Bei Knaus ist ein halber Büchertisch Walter Moers gewidmet. Zum neuen Roman "Prinzessin Insomnia und der alptraumfarbene Nachtmahr" hat der Verlag ein witziges Magazin herausgebracht. Alle Artikel und sogar Werbeanzeigen (Eau de Toilette "L'Insomnia") sind auf das Fantasieland Zamonien zugeschnitten - inklusive medienkritischem Editorial von Hildegunst von Mythenmetz, einer Figur, die schon in Moers früheren Büchern auftritt.

Auf vielen Bühnen drehen sich Gespräche um Politik. Autoren, Journalisten und Politiker diskutieren über die Krise der Demokratie, den Brexit, Finanzprobleme oder Krieg. In Gebäude 3, einer der beiden Haupthallen für Belletristik und Sachbuch, geht es aber auch viel sanfter zu. Wenige Schritte vom Stand der Deutschen Bundesbank entfernt driftet der Besucher ab in Esoterik, Ideologie, Seelenheil. Die Verlage heißen "Das dritte Testament", "Synergia Auslieferung" oder "Buddha's Light Publishing". Sie bieten Bücher zu Glauben, Selbstfindung oder Kartenlegen an.

Wenig los ist auf den zwei Stockwerken der Internationalen Verlage. Im Erdgeschoss von in Halle 4 kann der Besucher ein Hemd nach Maß bestellen, und dann von einem asiatischen Verlag zum nächsten schlendern. Von Taiwan nach Japan und Korea. Sie bieten Kinderbücher, Manga, Kalender und Bildbände an. Letztere gerne in Hochglanz und mit Fotos aus Europa. Auf den Titel prangern asiatische Schriftzeichen, ab und zu gibt es ein Werk auf Englisch.

"Singing" mit Lindenberg

Zum Ausklang der Messe am Freitag gibt Udo Lindenberg ein "Singing" anstelle einer Lesung. Fotografin und Lindenbergs Lebensgefährtin Tine Acke brachte den Bildband "Stärker als die Zeit" über die vergangene Tour heraus. Der Musiker schlägt Seite 26 auf und stimmt "Mein Ding" an. Das Publikum singt kräftig mit. Danach holt Lindenberg das Panikorchester auf der Bühne im Hof zwischen den Hallen.

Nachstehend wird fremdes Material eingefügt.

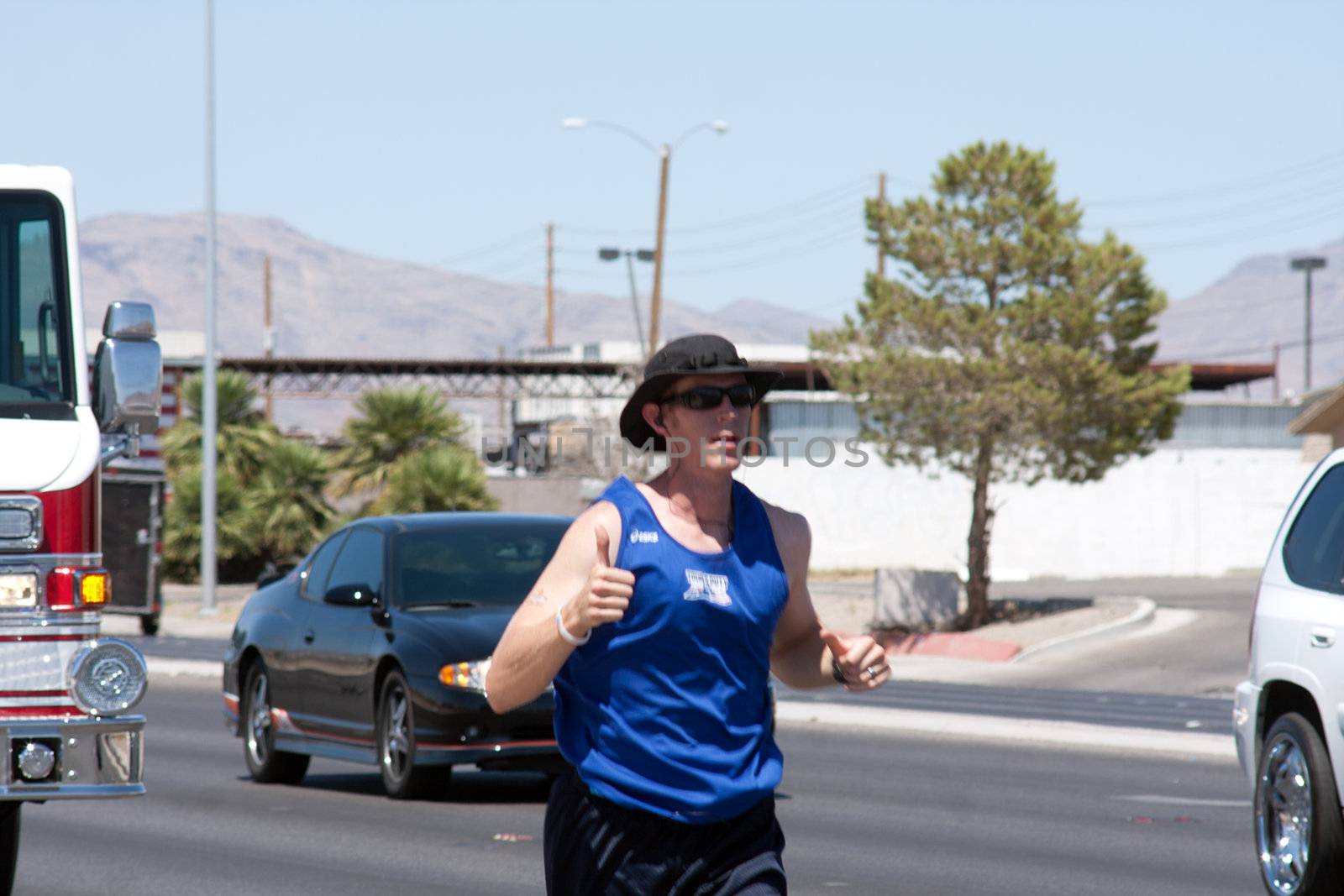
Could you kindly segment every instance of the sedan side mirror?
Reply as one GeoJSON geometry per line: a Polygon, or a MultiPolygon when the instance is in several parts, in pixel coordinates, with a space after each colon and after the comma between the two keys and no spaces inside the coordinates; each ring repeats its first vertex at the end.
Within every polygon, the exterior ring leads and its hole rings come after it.
{"type": "Polygon", "coordinates": [[[103,433],[152,435],[163,400],[163,355],[155,341],[155,309],[113,302],[93,361],[93,406],[103,433]]]}
{"type": "Polygon", "coordinates": [[[378,592],[367,584],[337,584],[327,591],[323,600],[335,603],[339,607],[367,607],[378,599],[378,592]]]}

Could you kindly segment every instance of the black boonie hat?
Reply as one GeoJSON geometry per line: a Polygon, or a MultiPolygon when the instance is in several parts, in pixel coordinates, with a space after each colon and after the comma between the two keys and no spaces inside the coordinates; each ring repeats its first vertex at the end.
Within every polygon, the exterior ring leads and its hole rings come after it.
{"type": "Polygon", "coordinates": [[[667,450],[661,435],[644,420],[641,410],[663,398],[668,387],[683,376],[704,373],[742,373],[755,387],[757,398],[765,395],[784,373],[766,367],[747,367],[728,340],[714,333],[695,333],[675,339],[660,348],[644,367],[644,382],[621,410],[621,437],[634,447],[653,442],[655,451],[667,450]]]}

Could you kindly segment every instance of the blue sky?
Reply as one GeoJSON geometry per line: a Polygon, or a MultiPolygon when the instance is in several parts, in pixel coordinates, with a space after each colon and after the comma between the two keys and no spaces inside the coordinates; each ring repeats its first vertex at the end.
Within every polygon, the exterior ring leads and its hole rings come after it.
{"type": "MultiPolygon", "coordinates": [[[[203,3],[0,0],[0,160],[75,172],[81,215],[203,204],[203,3]],[[19,39],[15,39],[19,38],[19,39]]],[[[839,317],[862,197],[978,138],[1046,149],[1091,227],[1180,300],[1344,236],[1341,3],[216,1],[219,206],[356,251],[626,296],[839,317]],[[646,293],[650,266],[640,271],[646,293]]]]}

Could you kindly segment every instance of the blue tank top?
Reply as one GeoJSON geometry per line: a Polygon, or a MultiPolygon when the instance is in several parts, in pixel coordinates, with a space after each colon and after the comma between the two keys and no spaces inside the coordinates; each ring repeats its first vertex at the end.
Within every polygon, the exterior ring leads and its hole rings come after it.
{"type": "Polygon", "coordinates": [[[784,772],[770,732],[770,645],[789,582],[765,506],[732,482],[734,539],[703,553],[659,524],[634,484],[616,566],[625,617],[593,630],[555,677],[555,739],[594,794],[689,823],[739,815],[784,772]]]}

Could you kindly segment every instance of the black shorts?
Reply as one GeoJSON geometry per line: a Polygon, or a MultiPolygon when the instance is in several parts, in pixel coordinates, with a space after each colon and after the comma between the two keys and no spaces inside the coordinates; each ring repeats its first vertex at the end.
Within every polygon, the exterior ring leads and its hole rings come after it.
{"type": "Polygon", "coordinates": [[[784,832],[767,797],[737,818],[687,825],[595,797],[577,774],[546,806],[550,896],[785,896],[784,832]]]}

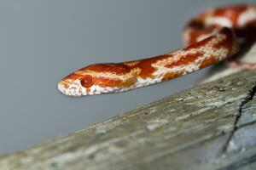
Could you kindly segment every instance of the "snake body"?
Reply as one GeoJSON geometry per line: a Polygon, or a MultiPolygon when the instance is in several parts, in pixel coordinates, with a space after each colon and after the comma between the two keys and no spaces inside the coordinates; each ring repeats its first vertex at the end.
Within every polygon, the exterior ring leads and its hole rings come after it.
{"type": "Polygon", "coordinates": [[[58,88],[81,96],[125,92],[161,82],[230,58],[254,34],[256,5],[239,4],[208,9],[185,26],[187,47],[159,56],[94,64],[65,76],[58,88]]]}

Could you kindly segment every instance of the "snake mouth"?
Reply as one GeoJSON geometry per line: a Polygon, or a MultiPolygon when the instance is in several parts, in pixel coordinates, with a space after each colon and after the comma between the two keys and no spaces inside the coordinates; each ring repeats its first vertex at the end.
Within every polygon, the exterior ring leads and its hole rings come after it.
{"type": "Polygon", "coordinates": [[[75,84],[70,84],[69,82],[62,80],[58,83],[59,90],[65,95],[69,96],[81,96],[81,88],[75,84]]]}

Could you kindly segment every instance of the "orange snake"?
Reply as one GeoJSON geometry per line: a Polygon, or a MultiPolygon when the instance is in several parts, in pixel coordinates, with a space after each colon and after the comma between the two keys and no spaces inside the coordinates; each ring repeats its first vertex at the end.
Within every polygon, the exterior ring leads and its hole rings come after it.
{"type": "Polygon", "coordinates": [[[64,77],[58,88],[66,95],[93,95],[170,80],[234,55],[245,42],[255,37],[255,28],[254,4],[208,9],[185,26],[183,39],[188,47],[148,59],[90,65],[64,77]]]}

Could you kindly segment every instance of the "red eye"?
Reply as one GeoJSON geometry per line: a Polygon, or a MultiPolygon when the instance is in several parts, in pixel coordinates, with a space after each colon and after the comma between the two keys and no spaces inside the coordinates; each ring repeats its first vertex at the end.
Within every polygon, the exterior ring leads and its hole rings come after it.
{"type": "Polygon", "coordinates": [[[84,88],[90,88],[93,85],[93,78],[90,75],[86,75],[80,81],[81,85],[84,88]]]}

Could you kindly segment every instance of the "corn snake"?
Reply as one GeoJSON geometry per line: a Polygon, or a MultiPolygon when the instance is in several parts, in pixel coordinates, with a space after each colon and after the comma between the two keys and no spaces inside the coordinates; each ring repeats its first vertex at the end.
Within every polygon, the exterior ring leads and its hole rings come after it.
{"type": "MultiPolygon", "coordinates": [[[[184,27],[187,47],[152,58],[90,65],[65,76],[58,88],[66,95],[81,96],[119,93],[152,85],[230,59],[255,37],[256,5],[208,9],[184,27]]],[[[236,65],[232,60],[230,63],[236,65]]],[[[248,65],[255,67],[254,64],[248,65]]]]}

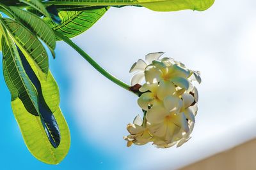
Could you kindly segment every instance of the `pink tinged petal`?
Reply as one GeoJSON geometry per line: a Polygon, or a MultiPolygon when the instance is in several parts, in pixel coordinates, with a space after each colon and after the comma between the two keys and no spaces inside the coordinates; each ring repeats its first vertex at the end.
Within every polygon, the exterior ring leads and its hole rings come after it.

Für den Auftritt bei der Buchmesse dichtet Lindenberg einen Vers um und singt: "Du spieltest Cello in jedem Saal in Frankfurt." (Hintergrund)

Hintergrund Dystopie ist das Gegenteil von Utopie. In einem dystopischen Buch beschreibt der Autor eine pessimistische Welt in der Zukunft. Damit möchte er vor aktuellen Entwicklungen warnen. Utopisch sind besonders positiv dargestellte Plätze. Utopische und dystopische Orte kommen in Büchern und Filmen vor.